Science & Technology, Life Sciences & Biomedicine, Oncology, Cell Biology, transgenic mice, cilostazol, tissue array, KIT, cancer, C-KIT, GENE-EXPRESSION, CILOSTAZOL, MODEL, EFFICACY, ISOFORMS, IMATINIB, ORIGIN, SAFETY, PDE3A, Aged, Animals, Antineoplastic Agents, Biomarkers, Tumor, Cell Line, Tumor, Cell Survival, Cilostazol, Cyclic Nucleotide Phosphodiesterases, Type 3, Drug Synergism, Female, Gastrointestinal Stromal Tumors, HEK293 Cells, Humans, Imatinib Mesylate, Interstitial Cells of Cajal, Male, Mice, 129 Strain, Mice, Knockout, Middle Aged, Phosphodiesterase 3 Inhibitors, Pyridazines, Tetrazoles, 1112 Oncology and Carcinogenesis, 3211 Oncology and carcinogenesis

Abstract:

We previously identified phosphodiesterase 3A (PDE3A) as a marker for interstitial cells of Cajal (ICC) in adult mouse gut. However, PDE3A expression and function during gut development and in ICC-derived gastrointestinal stromal tumors (GIST) remained unknown.
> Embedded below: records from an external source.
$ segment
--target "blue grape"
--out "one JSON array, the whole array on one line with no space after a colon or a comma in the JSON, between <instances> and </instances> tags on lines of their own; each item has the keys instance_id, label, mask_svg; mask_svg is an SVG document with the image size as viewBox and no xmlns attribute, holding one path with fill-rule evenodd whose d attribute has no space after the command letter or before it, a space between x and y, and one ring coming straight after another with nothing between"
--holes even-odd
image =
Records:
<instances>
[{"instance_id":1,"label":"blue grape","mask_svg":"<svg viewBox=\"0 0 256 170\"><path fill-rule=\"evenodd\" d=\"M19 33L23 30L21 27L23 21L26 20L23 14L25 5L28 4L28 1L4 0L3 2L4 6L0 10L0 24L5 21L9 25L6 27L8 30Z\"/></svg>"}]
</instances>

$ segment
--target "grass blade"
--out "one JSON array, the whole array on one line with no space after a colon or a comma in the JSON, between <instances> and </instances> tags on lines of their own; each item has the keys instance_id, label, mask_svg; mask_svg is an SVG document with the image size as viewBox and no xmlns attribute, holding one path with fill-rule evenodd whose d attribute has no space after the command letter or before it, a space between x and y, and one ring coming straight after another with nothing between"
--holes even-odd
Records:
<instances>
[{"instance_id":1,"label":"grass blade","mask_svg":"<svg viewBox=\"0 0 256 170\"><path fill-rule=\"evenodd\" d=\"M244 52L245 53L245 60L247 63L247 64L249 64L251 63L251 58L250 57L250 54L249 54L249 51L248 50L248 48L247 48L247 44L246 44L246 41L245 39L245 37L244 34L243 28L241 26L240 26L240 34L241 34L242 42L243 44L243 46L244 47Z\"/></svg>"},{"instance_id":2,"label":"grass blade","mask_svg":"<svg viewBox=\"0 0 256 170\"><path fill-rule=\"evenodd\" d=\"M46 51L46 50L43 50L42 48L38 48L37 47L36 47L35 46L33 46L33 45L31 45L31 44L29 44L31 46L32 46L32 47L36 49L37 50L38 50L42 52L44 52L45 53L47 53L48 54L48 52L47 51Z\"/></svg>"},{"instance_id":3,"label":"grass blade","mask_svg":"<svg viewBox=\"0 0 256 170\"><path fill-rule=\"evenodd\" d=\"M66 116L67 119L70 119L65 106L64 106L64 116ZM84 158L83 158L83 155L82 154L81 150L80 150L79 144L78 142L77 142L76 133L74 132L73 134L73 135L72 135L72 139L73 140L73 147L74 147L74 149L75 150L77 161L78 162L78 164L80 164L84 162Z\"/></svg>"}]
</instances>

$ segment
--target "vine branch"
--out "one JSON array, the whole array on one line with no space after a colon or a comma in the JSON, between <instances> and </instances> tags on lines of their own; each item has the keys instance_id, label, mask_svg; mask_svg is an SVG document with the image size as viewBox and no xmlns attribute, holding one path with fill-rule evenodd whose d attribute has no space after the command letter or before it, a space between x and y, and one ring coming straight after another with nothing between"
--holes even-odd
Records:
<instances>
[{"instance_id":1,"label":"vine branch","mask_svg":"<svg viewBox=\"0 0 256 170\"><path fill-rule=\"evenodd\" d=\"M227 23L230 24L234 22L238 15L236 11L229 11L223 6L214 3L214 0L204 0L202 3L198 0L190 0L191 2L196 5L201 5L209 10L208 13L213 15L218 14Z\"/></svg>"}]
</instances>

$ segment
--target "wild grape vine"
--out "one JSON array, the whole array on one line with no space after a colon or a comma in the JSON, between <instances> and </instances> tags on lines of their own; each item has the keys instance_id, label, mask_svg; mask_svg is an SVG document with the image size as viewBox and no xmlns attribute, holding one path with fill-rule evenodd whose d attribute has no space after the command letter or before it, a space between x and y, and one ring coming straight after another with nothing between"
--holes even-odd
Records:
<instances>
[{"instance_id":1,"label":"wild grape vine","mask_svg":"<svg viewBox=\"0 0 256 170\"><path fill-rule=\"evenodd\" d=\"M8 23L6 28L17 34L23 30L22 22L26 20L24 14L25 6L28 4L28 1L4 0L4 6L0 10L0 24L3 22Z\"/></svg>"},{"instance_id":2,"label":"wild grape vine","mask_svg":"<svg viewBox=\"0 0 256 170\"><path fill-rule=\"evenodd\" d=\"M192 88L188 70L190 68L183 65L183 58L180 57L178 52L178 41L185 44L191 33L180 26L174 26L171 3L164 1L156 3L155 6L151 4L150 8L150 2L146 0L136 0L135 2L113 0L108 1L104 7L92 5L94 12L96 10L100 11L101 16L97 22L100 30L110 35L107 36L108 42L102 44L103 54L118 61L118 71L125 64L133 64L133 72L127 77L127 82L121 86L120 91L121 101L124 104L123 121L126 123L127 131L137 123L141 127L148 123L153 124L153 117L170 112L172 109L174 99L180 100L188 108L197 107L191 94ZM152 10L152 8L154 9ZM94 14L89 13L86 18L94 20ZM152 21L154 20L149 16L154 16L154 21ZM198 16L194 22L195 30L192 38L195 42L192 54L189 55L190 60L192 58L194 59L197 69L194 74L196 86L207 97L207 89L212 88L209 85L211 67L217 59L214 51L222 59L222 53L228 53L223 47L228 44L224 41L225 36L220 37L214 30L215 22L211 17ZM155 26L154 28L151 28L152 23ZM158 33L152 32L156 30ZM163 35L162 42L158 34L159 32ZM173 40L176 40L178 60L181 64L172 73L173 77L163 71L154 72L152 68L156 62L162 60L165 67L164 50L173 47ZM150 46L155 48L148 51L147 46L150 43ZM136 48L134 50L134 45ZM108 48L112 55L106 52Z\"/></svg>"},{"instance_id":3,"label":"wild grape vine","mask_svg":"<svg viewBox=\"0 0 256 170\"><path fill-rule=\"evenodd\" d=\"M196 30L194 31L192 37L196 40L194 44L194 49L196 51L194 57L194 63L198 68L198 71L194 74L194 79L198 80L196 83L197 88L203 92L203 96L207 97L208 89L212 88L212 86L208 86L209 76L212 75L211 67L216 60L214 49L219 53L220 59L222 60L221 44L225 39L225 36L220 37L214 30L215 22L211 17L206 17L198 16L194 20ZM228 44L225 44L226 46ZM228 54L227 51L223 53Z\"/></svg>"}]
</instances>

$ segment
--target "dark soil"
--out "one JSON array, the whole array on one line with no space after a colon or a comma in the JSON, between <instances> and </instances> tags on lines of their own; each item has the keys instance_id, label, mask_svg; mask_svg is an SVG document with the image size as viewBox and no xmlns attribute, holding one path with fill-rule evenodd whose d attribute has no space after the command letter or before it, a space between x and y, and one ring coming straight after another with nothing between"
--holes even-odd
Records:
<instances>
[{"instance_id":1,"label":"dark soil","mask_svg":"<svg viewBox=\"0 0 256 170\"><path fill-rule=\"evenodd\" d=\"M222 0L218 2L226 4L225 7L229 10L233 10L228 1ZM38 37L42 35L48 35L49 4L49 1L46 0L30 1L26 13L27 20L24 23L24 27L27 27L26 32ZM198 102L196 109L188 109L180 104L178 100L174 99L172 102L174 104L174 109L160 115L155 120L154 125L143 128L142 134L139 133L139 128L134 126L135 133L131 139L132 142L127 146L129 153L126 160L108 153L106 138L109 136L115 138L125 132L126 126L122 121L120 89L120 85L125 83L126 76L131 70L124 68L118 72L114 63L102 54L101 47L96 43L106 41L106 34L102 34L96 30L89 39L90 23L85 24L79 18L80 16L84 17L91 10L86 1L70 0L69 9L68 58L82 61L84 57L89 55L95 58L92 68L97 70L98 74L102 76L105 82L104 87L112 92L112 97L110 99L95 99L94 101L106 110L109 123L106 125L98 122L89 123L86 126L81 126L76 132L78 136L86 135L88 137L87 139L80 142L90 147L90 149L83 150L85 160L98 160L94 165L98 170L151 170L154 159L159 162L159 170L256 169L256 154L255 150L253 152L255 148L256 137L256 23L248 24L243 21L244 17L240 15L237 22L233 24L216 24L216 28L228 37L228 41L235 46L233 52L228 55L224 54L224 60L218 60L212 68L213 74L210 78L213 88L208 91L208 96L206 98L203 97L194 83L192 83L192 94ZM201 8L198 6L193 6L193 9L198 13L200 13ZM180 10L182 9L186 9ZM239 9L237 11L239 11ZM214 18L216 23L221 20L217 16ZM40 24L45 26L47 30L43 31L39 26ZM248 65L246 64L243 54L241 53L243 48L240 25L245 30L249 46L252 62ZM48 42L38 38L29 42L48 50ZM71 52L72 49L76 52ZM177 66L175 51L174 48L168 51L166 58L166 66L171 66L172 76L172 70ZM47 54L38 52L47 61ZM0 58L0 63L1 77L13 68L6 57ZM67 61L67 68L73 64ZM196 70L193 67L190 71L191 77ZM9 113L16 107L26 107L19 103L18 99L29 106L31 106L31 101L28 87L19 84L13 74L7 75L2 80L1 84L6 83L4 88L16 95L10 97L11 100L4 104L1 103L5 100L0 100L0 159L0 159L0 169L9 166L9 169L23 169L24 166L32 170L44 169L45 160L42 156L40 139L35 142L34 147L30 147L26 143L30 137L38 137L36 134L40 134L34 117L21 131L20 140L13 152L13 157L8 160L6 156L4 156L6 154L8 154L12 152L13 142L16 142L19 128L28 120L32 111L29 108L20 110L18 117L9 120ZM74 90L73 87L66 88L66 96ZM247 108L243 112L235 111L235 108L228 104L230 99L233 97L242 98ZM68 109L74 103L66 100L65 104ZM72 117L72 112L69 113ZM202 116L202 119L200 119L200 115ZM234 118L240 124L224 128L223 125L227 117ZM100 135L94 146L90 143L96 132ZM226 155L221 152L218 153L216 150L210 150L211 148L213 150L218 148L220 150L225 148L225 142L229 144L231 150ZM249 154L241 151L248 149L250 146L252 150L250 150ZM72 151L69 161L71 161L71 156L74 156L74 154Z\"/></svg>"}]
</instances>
Here we found that PDE3A was expressed throughout ICC development and that ICC density was halved in PDE3A-deficient mice. In the human imatinib-sensitive GIST882 cell line, the PDE3 inhibitor cilostazol halved cell viability (IC50 0.35 μM) and this effect synergized with imatinib (Chou-Talalay's CI50 0.15). Recently the compound 6-(4-(diethylamino)-3-nitrophenyl)-5-methyl-4,5-dihydropyridazin-3(2H)-one, or DNMDP was found to be cytotoxic selectively for cells expressing both PDE3A and Schlafen12 (SLFN12) (de Waal L et al. Nat Chem Bio 2016), identifying a new, non-catalytic, role for PDE3A. 108 out of 117 (92%) of our human GIST samples displayed both PDE3A and SLFN12 immunoreactivity. GIST882 cells express both PDE3A and SLFN12 and DNMDP decreased their viability by 90%. Our results suggest a role for PDE3A during ICC development and open novel perspectives for PDE3A in targeted GIST therapy, on one hand by the synergism between imatinib and cilostazol, a PDE3 inhibitor already in clinical use for other indications, and, on the other hand, by the neomorphic, druggable, PDE3A-SLFN12 cytotoxic interplay.